Voto: 
8.5 / 10
Autore: 
Iacopo Fonte
Genere: 
Etichetta: 
Roadrunner Records
Anno: 
1993
Line-Up: 

- Peter Steele - basso, voce
- Kenny Hickey - chitarra
- Josh Silver - tastiera
- Sal Abruscato - batteria

Tracklist: 

1. Machine Screw
2. Christian Woman
3. Black no1
4. Fay Wray Come Out And Play
5. Kill All The White People
6. Summer Breeze
7. Set Me On Fire
8. Dark Side Of The Womb
9. We Hate Everyone
10. Bloody Kisses
11. 3.O.I.F.
12. Too Late: Frozen
13. Blood & Fire
14. Can't Lose You

Type O Negative

Bloody Kisses

Nel 1993 i Type O Negative di Peter Steele realizzano il loro terzo full-length, Bloody Kisses, rivoluzionando così la scena gothic metal mondiale. E’ infatti da questo album che successivamente prenderanno spunto molte band e primi fra tutti i 69 Eyes. La formazione proviene dagli USA, precisamente da Brooklyn, in quanto tale risente sicuramente della passata tradizione glam/hard rock, oltre che dell’influenza “nell’atteggiamento” di Bauhaus e Sisters of Mercy. Questo album quindi segna una svolta stilistica importantissima per il genere, tanto che riscosse subito un grande successo. Per di più le tematiche trattate sono molto d’impatto. Si tratta infatti di amore, in un concept centrato sul sesso e sulla figura della donna. Il tutto in una generale chiave pessimistica di interpretazione della realtà.

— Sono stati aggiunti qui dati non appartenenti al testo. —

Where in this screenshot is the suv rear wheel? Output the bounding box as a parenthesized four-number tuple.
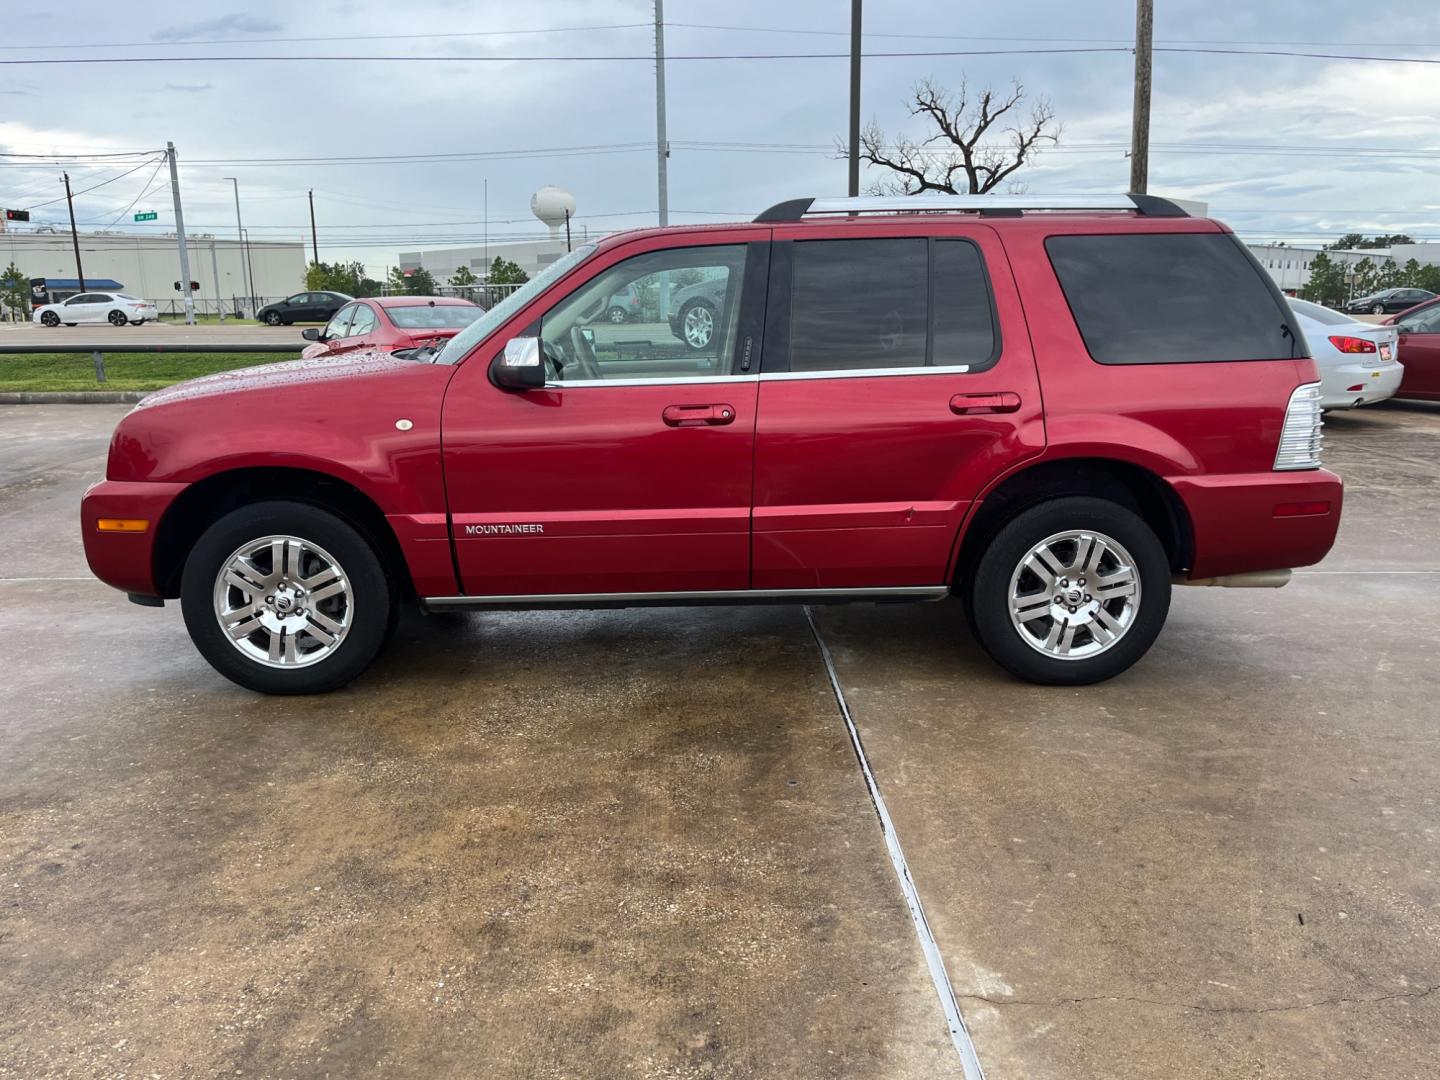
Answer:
(968, 497, 1171, 685)
(180, 500, 393, 694)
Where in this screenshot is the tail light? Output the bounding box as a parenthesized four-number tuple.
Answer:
(1274, 383, 1324, 471)
(1328, 335, 1377, 354)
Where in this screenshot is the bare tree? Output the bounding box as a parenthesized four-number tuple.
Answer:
(844, 78, 1061, 196)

Fin dalla prima track, Machine Screw, ci si sente in una dimensione artefatta, turbata da rumori sia naturali che industriali, attraverso i quali vengono dipinte scene di spiccato erotismo. E misto a erotismo sta l’altra faccia della medaglia, ovvero tutta l’ondata deprimente e oscura che la donna è capace di comportare nell’uomo. Siamo di fronte proprio a un bacio sanguinante, che oppone una dimensione di estremo piacere, che sfocia addirittura nella perversione o nel cannibalismo in Fay Wray Come Out and Play, a una dimensione di profondo dolore. Emblema di tutte queste sfere sentimentale è la seconda track, che si potrebbe definire anche storica, Christian Woman. Qui dopo un intro elettronico, iniziano cori sfumati in backwards e potenti riff di chitarra, distorta in modo urtante.
Il vocal è proprio uno dei segni contraddistinguenti la band. Peter Steele con la sua voce molto profonda e matura passa da parti più scorrevoli a momenti cavernosi. Il sound che emerge da questo primo ascolto si può definire piuttosto vario. Sono eseguiti infatti molti patterns arpeggiati di chitarra con suoni eterei e vocativi sullo sfondo; e in generale sono presenti molte svolte sonore che modificano e rendono più imprevedibile la linea evolutiva di ogni song. Black ad esempio assume una tendenza quasi “sabbathiana”. In più, rivolti elettronici assicurano una maggiore varietà stilistica. Addirittura in Kill All The White People riesumano il loro vecchio sound, molto punkeggiante ed euforico, a volte hardcore.

In questo modo per la durata delle successive track, il combo new yorkese gioca su tutte queste caratteristiche, aggiungendo ad esse parti semplicemente heavy metal o effetti sonori completamenti furenti ed esilaranti come suoni stridenti, tonfi, scoppi, pianti di bambini, rombi di motori. Si differenziano poi ancora Summer Breeze, con un andamento doom, molto lento, e la stranissima, poco a tema musicalmente, We Hate Everyone. Si comprende inoltre anche da queste ultime lyrics come la provocazione, la contestazione e la violenza emotiva stiano alla base della band (“Riots, protests, violence just makes us famous…they say i’m a fascist, the right calling me communist, hate hate hate hatred for all”). La title-track invece torna a regalare ottime impressioni, con un’estrema depressione per Steele che deve assistere alla morte dell’amata; è bello a questo punto il giro di piano a metà track, che si dilunga per ben dieci minuti. Da qui nelle ultime tre canzoni si alternano momenti di relativa serenità a patterns più veloci, per finire sulle note sfumate e rilassate di Can’t Lose You, di carattere orientale, grazie all’uso di sitar (strumento tradizionale nella musica indiana, generalmente a sette corde).
Si tratta, tirando le somme, di un album molto intenso e differenziato al suo interno, grazie a ben quattordici track per una durata di quasi un’ora e quindici minuti. In questo lungo tragitto attraverso emozioni e pensieri, non mancano però alti e bassi, ma d’altra parte la storicità del lavoro è un fattore che incide notevolmente.